How Do You Develop a Yearly Vision Without It Becoming Just “Churchy” Hype?
Early on in my ministry, I felt compelled to unveil a new and exciting vision each January. Often times, under the pressure of having to come up with something, I just spouted out a vision without taking the time to plan it thoroughly. That did not do me any favours as a leader and our church suffered because of it.
When a leader prematurely shares a vision, it can cause more harm than good. Things may not go exactly as the leader described or by the deadline that was given. This results in a loss of credibility and trust. Visioneering helped me a lot with the process of creating a vision and not only taught me how to craft a compelling vision, but Stanley also explained the right steps to take and when to release the vision.
I am an idea guy and have no shortage of them floating around my mind. But, there is a big difference between an idea and the proper implementation of that idea. It’s often in the implementation and creation stage of a crazy idea that you begin to craft a compelling vision.
Initially, no idea is perfect, no matter how excited you are about it. You have to push past the first wild idea in order to hopefully unlock something special you can build a vision around.
There are essentially four steps to creating a vision:
Identify a problem you/your team feel called to solve.
Get to work on crafting a consensus solution to that problem. The more passionate you are about solving that problem, the more persistence you will have in crafting your solution - or vision.
Once passionate that the identified problem must be solved, you must ask yourself, “Why me?” or your team, “Why us?” Why are we the ones who should solve this problem?
Ask, “Why now?” Not every vision is for this moment. Some are meant for another time down the road.
Growing in the Vision That God Gave You
It can be easy for us to share visions prematurely. It’s exciting stuff! We can fall into the same trap as Joseph did when he shared his dream with his brothers and fathers. They ended up resenting Joseph for it.
I find that when a vision is shared prematurely, critics speak out with dissent and discouragement. Other times, I have had people excited for the vision but when it doesn’t play out within the initial timeframe, they lose faith in the vision and ultimately me as a leader. You have to be very careful about sharing a vision with the right people at the right time.
Distractions That Threaten Your Vision
There are a multitude of distractions that can easily derail a vision. For me, there are two common ones.
Other opportunities. I tend to get bored easily so I regularly get distracted by something different and “shinier.”
Discouragement. I am naturally impatient so I have a hard time waiting through the process. I want things done now so I am easily discouraged in the process.
Proverbs 29:18 (ASV) says, “Where there is no vision, the people cast off restraint.” This gives us a clear picture of people becoming lost without the focus of a compelling vision.

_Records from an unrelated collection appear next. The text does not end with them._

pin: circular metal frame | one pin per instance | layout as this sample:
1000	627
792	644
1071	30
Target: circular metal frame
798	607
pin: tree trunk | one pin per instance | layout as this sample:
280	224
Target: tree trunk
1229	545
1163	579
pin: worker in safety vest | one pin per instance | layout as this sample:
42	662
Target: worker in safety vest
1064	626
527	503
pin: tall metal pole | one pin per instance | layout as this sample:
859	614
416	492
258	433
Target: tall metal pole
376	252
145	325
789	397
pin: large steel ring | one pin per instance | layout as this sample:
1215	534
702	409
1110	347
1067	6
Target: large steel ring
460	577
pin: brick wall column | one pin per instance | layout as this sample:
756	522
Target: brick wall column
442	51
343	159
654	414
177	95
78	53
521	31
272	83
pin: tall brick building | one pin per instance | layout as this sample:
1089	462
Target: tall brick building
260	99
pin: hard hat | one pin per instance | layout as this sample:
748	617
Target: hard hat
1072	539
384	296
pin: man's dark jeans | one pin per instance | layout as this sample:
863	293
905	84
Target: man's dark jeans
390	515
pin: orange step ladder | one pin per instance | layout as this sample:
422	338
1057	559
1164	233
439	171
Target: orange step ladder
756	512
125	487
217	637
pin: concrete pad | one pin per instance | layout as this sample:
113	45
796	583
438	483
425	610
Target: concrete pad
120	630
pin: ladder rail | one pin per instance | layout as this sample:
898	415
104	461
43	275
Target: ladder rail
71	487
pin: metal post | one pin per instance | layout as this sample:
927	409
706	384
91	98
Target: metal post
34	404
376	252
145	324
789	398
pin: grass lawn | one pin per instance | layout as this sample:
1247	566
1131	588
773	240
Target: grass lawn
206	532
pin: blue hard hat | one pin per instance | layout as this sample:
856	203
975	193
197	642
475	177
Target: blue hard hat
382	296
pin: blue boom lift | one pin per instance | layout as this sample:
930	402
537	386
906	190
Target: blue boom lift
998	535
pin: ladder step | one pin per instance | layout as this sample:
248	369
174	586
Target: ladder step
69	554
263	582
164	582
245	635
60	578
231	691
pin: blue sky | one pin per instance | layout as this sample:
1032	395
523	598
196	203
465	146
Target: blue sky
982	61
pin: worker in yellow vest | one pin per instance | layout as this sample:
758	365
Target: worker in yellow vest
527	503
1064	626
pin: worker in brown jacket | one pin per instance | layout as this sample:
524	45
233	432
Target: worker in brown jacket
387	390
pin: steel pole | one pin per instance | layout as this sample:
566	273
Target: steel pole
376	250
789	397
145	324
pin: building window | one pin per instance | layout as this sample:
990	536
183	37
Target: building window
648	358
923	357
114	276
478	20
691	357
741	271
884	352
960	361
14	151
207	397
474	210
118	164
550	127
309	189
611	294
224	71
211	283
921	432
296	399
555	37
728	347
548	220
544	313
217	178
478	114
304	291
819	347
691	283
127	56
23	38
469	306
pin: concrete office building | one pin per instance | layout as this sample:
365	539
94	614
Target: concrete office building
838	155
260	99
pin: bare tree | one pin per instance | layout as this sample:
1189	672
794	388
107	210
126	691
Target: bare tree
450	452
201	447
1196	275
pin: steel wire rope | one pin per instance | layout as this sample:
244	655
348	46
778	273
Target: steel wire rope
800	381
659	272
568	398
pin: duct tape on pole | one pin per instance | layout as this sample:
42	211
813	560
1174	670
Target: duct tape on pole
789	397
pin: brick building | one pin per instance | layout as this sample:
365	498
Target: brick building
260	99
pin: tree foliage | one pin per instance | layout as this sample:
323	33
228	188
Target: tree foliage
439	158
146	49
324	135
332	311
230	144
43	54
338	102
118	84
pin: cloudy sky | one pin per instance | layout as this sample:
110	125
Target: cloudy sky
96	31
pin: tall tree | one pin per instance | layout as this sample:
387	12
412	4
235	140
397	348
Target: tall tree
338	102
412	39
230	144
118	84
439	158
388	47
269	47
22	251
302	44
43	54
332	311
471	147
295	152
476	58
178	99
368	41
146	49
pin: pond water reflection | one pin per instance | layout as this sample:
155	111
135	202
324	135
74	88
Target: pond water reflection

With a vision, people are more focused and become increasingly more effective and powerful as they work together. One is too small a number to achieve greatness; we need to work together under a compelling vision crafted by a “visioneering” leader.
Therefore, pastors and leaders, you need to learn how to work a vision. It might be your most important job as a leader. Without it, your people will perish or lack restraint. And pastors, it is even more important for you to give your people a clear path to follow because Jesus gave us all the most important vision; to go and make disciples and to be the hope of the world, on a mission to reach every available person, at every available time, by every available means, with the Gospel of Jesus Christ, by creating churches unchurched people love to attend.